This finding of a higher expression value in glandular cells than in pneumocytes, the main target cells, brought out the hypothesis that the susceptibility of a cell could depend not only on the expression profile but also on their connectivity to the viral proteins. Thus, we characterized the internal dynamics of the cells. We identified their connectivity according to their PPI, by assessing the Average Degree of each network (which ranges from 4.561 to 7.391). We found that the most connected cellular networks were indeed pneumocytes, and also glandular cells (endometrium 1), squamous epithelial cells (esophagus), non-germinal center cells (lymph node and tonsil tissues), and cells in the red pulp (spleen), see Supplementary Table S1. Networks visualized at the V-H PPI level highlighted emblematic cells, for example, the lung (pneumocytes and macrophages) as the most affected tissue (Fig. 3), and small intestine (glandular cells) as the tissue with the highest expression of ACE2 (Fig. S3a). Considering the expression in each cell and the total connectivity of each protein, our findings indicate that the human proteins with the most interconnections to viral proteins (V-H) were ATP1A1, ATP2A2, HACD3, XPO1 and ATP5F1B. The most linked proteins SARS-CoV-2 to human were M, nsp7b (orf7b) and orf3a, while the most connected within human cells (H–H) were LARP7 and GOLGA2. See in Supplementary Table S3 the connectivity of all proteins. Figure 3e,f and Fig S3c, show the networks for SARS-CoV-1, where UBC was the protein with the most connections, with a similar expression pattern as for SARS-CoV-2. See in Supplementary Table S4 the connectivity of each protein in general (not limited to a cell type) in SARS-CoV-1.

Figure 3
figure 3

V-H networks and their respective wordclouds. (a,c) lung (pneumocytes); (b) and (d) lung (macrophages), in SARS-CoV-2; (e,f) networks in SARS-CoV-1, same order as the previous ones. The wordclouds show the main proteins present in (a,b). The size of the circles indicates the connectivity and the color to the Expression value, 1: green (only present at the transcript level), 2: yellow (low amount of protein reported), 3: orange (intermediate amount of protein reported), 4: red (high amount of protein reported) and in white the viral proteins.
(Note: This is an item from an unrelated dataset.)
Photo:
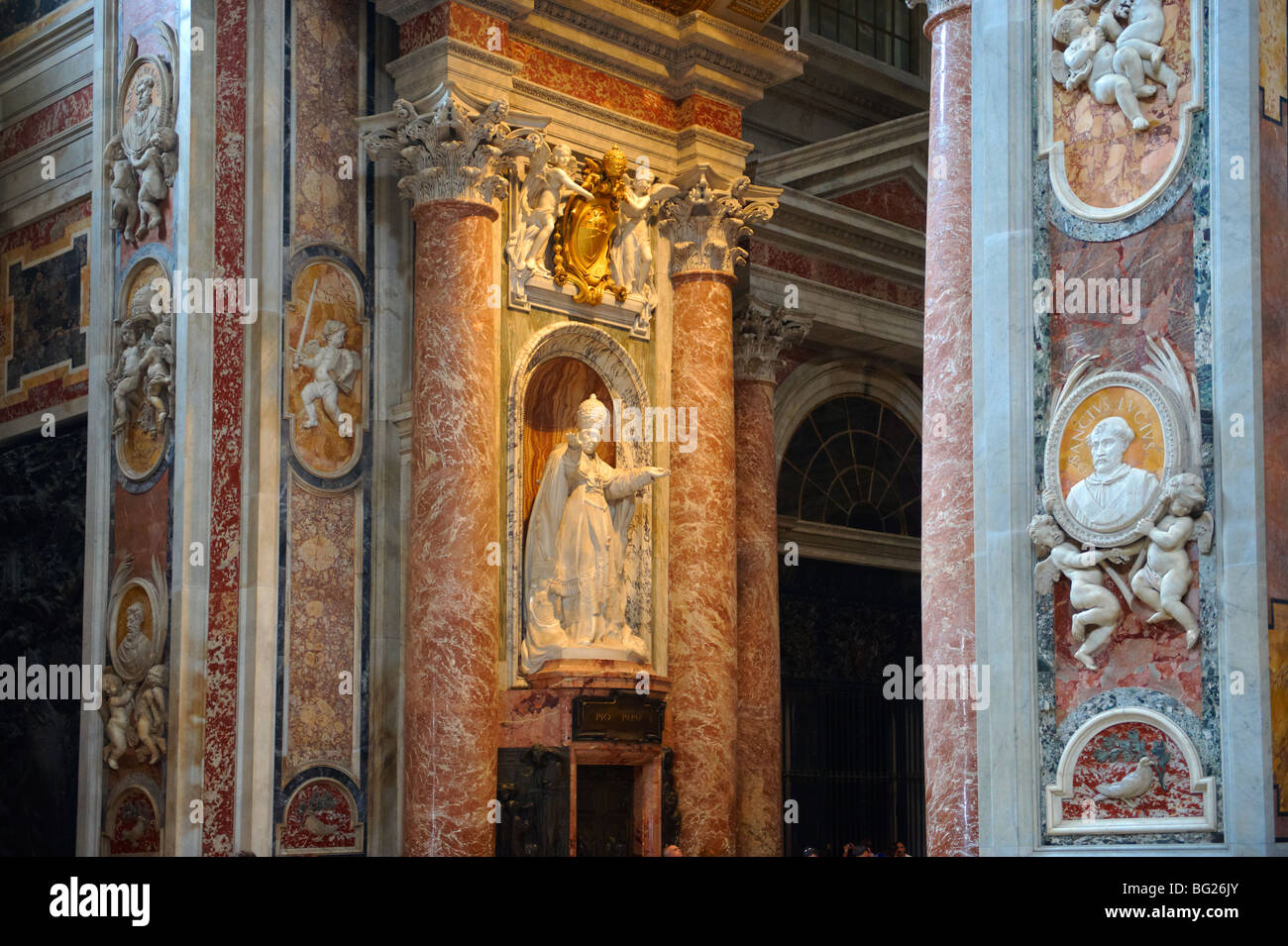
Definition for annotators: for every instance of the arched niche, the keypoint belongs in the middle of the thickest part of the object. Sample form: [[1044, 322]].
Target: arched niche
[[555, 370]]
We generated a gene set enrichment analysis (GSEA) for each proteome of each cell type to identify specific processes potentially altered by PPI. Unsupervised clustering (binary distance and simple linkage method) allowed the identification of a “gradient” of cells, where molecular processes were altered from lower to higher degree. Figure 4 shows the KEGG (Kyoto Encyclopedia of Genes and Genomes) signaling pathways in SARS-CoV-2 and SARS-CoV-1. In both heatmaps, we identified an effect of proteome size (Supplementary Table S1 y S2), thus 14 cell types with a small proteome were removed, reducing to 55 the initial 69 cell types. For SARS-CoV-1, lung macrophages and tonsil’s squamous epithelial cells were also identified as not significantly altering the molecular environment and were therefore also removed for subsequent analyses. Hence, for SARS-CoV-2, 55 cell types remained and for SARS-CoV-1, 45. Supplementary Figure S4 shows the behavior of the remaining SARS-CoV-2 cells in terms of molecular functions and biological processes. With these results, we identified that salivary gland (glandular cells), esophagus (squamous epithelial cells), testis (Leydig cells), lung (pneumocytes) and small intestine (glandular cells) behave as a group (identifiable in molecular functions, dark blue branch, where they share a group of unaltered functions). Supplementary Figure S5 shows the effect of this reduction on SARS-CoV-1.

Figure 4
figure 4

Enrichment of results, KEGG heatmap. (a) Signaling pathways in SARS-CoV-2; (b) signaling pathways in SARS-CoV-1. The blue color identifies a higher p-value and the red color a lower value (using a logarithmic transformation). A gradient of involvement of the signaling pathways, and therefore of the cells, is identified in both heatmaps from left to right (less altered to more altered, respectively).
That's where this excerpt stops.